This thread is over for me. I'm not here to argue a federal case for a small claims action. If you believe(after consulting with a local attorney) that you have any foundation for a case against the vet, then pay the attorney and go forward.

You don't have a case, but it's your money and your time. IF you can find an honest attorney to take this case. However, be prepared to compensate the vet when she files a counter suit for costs to defend herself for such a frivilous action.
 

Zigner

Senior Member, Non-Attorney
Nonsense.

By the way, the word is libel, "counselor." Additionally, I think slander would be more relevant if one were defamed by "word of mouth."

Hmmmm...exposed. :p

Interesting - because in this day and age, word of mouth includes posting at such places as rip-off-report and various blogs...which would fall under the definition of libel.
Please cover yourself...
 

stealth2

Under the Radar Member
because you had your dog property harnessed.

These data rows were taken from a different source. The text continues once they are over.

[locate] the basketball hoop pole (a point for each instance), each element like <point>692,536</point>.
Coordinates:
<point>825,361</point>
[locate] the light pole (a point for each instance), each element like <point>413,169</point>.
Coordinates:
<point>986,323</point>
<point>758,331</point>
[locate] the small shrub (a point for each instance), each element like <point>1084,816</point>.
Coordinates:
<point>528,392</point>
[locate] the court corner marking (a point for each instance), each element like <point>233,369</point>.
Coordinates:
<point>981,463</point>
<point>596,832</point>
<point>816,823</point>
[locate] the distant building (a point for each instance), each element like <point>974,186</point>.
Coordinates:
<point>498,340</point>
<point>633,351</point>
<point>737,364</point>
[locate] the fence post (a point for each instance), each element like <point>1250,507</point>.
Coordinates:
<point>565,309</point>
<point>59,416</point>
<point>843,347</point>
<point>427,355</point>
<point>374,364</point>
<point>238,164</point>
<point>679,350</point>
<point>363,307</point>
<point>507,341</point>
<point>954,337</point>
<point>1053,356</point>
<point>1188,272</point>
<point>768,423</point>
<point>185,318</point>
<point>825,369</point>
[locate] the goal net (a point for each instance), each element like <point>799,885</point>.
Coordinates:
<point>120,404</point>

Actually, we don't know that. But I would guess that the dog was NOT properly harnessed as a harness that is properly fitted to the dog should NOT slip off in that manner.
 

jdmba

Member
as amused as I am in you using a Trademark case to make a point in a small claims post :rolleyes:

First, I was pointed to that case by an evidence casebook which references it to show exactly what I used it for! LOL. What makes you think that an evidence ruling in a trademark case can't be used as precedence in non-trademark cases?

And I would suggest you try to update your library. Rule 407 is not solely inclusive of only product liability or personal injury actions. Or I guess you'd suggest that with adoption of Rule 407 the exclusions of inadmissibility have been vanquished since the new rule makes no mention of such.

In language you MIGHT understand, Federal Rule 407 applies to garden variety negligence cases as well as it does to product liablity litigation
Second, this is pure nonsense. You completely misunderstand Rule 407 and when it's used. I take it you haven't yet completed your evidence course, "counselor."

A subsequent remedial measure is an action that a person takes after an event to reduce the likelihood of that event's reoccurrence. How does this apply in the OP's case? How does handing the OP a check ensure that the vet won't lose dog's in the future? In short, just what the hell are you talking about?

No, I think you should reread both rule 407 (not relevant) and rule 408 (relevant), and you will see that in all likelihood, the OP can use the check as evidence against the vet, as well as the statement "we're even."